We use the same Percona MySQL version 8.0.36-28 on a few other productive servers (virtual instances) with Debian 11. No issues there.
Then we have one Debian 10 VM for testing where we didn’t do an update for a wile. It has Percona MySQL 8.0.34-26. No issues there either.
I compared the loaded libraries on both Deb 10 server and there’s no difference:
I also checked some of the package versions. libssl is exactly the same. libc is 2.28-10+deb10u2 (VM) vs 2.28-10+deb10u3 (physical). libstdc++ is the same.
I will now update the Deb 10 VM to the same versions as the physical machine. Let’s see if we start to get the same issues afterwards.
I had running the two machines, one physical productive and one virtual test server, for over a month now with the exact same distribution and packet versions installed.
The productive server continues to have these communication packet issues at least once a day. On the virtual machine there were no such issues at all.
I really can’t imagine a reason why it would have issues on a physical server while on a VM it’s running totally fine…
IMHO there’s only one significant difference between both servers, and that’s the load.
It’s hard to reproduce the real life load of a productive server on a test machine…
But then I also discovered an old issue with FEDERATED engine, which we use on those servers.
I already reported and helped to fixe an issue with this a while ago. Now it looks like it’s back!
I’m not sure yet if it’s the exact same problem and if the issue we have here is related.
But the FEDERATED engine opens a lot of remote connections (TCP) and leaves them open until the remote server closes them. With the default connection timeout of 8 hours this can lead to a lot of waiting TCP sockets.
Maybe this hits some internal limits of MySQL daemon?
Unfortunately, I can’t just disable FEDERATED on the production server to see if the problem goes away.

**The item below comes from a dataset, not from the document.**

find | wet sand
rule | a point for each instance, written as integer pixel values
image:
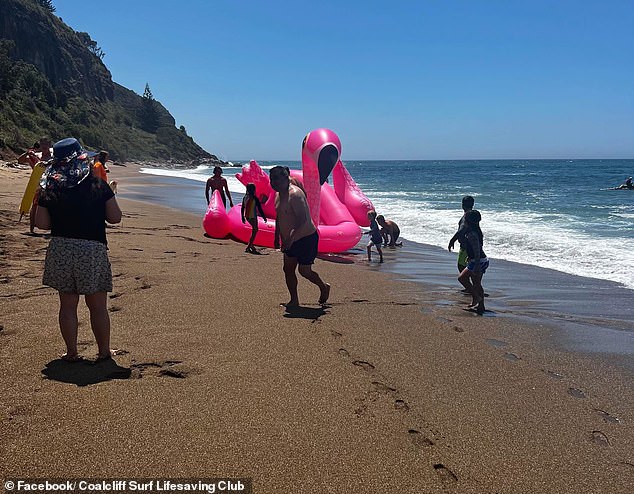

Therefore I’m still trying to reproduce these errors on the test server.
Things didn’t get better.
The same error over and over again, in every DB client: CMS, phpMyAdmin, mysqldump… But only on this bare-metal server.
Until a few days ago, when I did two things:
I did a complete reinstall of the Percona packages, but with telemetry disabled.
And the other thing I did was disabling the Zabbix scripts for MySQL.
Since that day, the problem has disappeared.
The Zabbix surveillance has always been there. Also on other severs (VMs) which don’t have the issue.
Is it really the telemetry module that induces these problems?!
I will wait a few more days and then re-enable the Zabbix scripts.
It’s been quite a while… And things got even worse.
The DB is mostly unusable. Now I get those warnings almost every minute. So everything has to be done at least twice to be successful.
In the meantime I have upgraded Debian to Bullseye. But the issue remains.
But I finally figured out what the difference is between this physical server and the VMs with exactly the same OS and package versions:
The VMs are shut down once a week for backup. The bare-metal server, however, is rarely restarted.
And indeed: After restarting the MySQL daemon on the bare-metal, the DB works for several days without those writing errors.
In my opinion, this means that something is escalating over time. Some resources may not be released, in this case most likely socket handles.
For this reason I started monitoring open sockets and system call errors. I also looked in the Percona source code for the place where system calls are made to sockets.
But I think this thread is already too long and too old and nobody reads it anymore. So I’ll either open an issue on Github or start a new thread. Or both.